The Digger's Club

From Wikipedia, the free encyclopedia

The Digger's Club is Australia's largest gardening club, with over 75,000 members. They were established in 1978 to ensure access to diverse seeds and plants which were disappearing from circulation and became champions of the heirloom fruit and vegetable revival in the 1990s. The club has been a staunch advocate for public control of our seed supply and against its corporatization through GM foods. In 2011, The Blazey family gifted the Diggers Club and its two historic gardens public gardens – Heronswood and The Garden of St Erth – to the charitable Diggers Foundation to ensure the Digger's legacy will continue to inspire and educate Australian gardeners into the future.

Gardens[]

Heronswood[]

Home of the Digger's Club, Heronswood is listed on the Register of the National Estate.[1] It is also listed in Oxford Companion to Gardens as one of only four gardens in Victoria, alongside the Melbourne Botanical Gardens, Mawallock and Rippon Lea.[2]
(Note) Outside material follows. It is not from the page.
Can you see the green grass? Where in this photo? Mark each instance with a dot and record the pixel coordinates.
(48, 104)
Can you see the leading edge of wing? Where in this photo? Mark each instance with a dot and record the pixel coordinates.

The first law professor at Melbourne University, William Hearn, employed Edward Latrobe Bateman to design Heronswood's main house in 1866. The house, which is of an asymmetric Gothic Revival design, was completed in 1871.[3]

The Garden of St Erth[]

In 1854 Matthew Rogers, a Cornish stonemason, left Sydney in pursuit of gold discovered near Mount Blackwood in Victoria. In the 1860s he built a sandstone cottage, naming it "St Erth" after his birthplace in Cornwall now restored and forming the centrepiece of the gardens.[citation needed]

References[]

  1. ^ "Heronswood Estate (listing VIC339)". Australia Heritage Places Inventory. Department of Sustainability, Environment, Water, Population and Communities. Retrieved 28 July 2016.
  2. ^ Oxford Companion to Gardens, Oxford University Press, 2006.
  3. ^ "Victorian Heritage Register listing for Heronswood House (listing RNE5799)". Australia Heritage Places Inventory. Department of Sustainability, Environment, Water, Population and Communities. Retrieved 28 July 2016.